Ammonia is thought to be a cytotoxin and its increase in the blood impairs cell function. However, whether and how this toxin triggers cell death under pathophysiological conditions remains unclear. Here we show that ammonia induces a distinct form of cell death in effector T cells. We found that rapidly proliferating T cells use glutaminolysis to release ammonia in the mitochondria, which is then translocated to and stored in the lysosomes. Excessive ammonia accumulation increases lysosomal pH and results in the termination of lysosomal ammonia storage and ammonia reflux into mitochondria, leading to mitochondrial damage and cell death, which is characterized by lysosomal alkalization, mitochondrial swelling and impaired autophagic flux. Inhibition of glutaminolysis or blocking lysosomal alkalization prevents ammonia-induced T cell death and improves T cell-based antitumour immunotherapy. These findings identify a distinct form of cell death that differs from previously known mechanisms.
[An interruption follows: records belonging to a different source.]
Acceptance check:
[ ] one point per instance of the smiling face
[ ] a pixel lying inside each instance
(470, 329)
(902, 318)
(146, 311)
氨被认为是一种细胞毒素，它在血液中的增加会损害细胞功能。然而，这种毒素是否以及如何在病理生理条件下触发细胞死亡仍不清楚。在这里，我们表明氨在效应 T 细胞中诱导一种独特形式的细胞死亡。我们发现快速增殖的 T 细胞利用谷氨分解在线粒体中释放氨，然后将其转移到溶酶体并储存在溶酶体中。过量的氨积累会增加溶酶体的 pH 值，导致溶酶体氨储存终止，氨回流到线粒体中，导致线粒体损伤和细胞死亡，其特征是溶酶体碱化、线粒体肿胀和自噬通量受损。抑制谷氨酰胺分解或阻断溶酶体碱化可防止氨诱导的 T 细胞死亡，并改善基于 T 细胞的抗肿瘤免疫治疗。这些发现确定了一种不同于以前已知机制的不同形式的细胞死亡。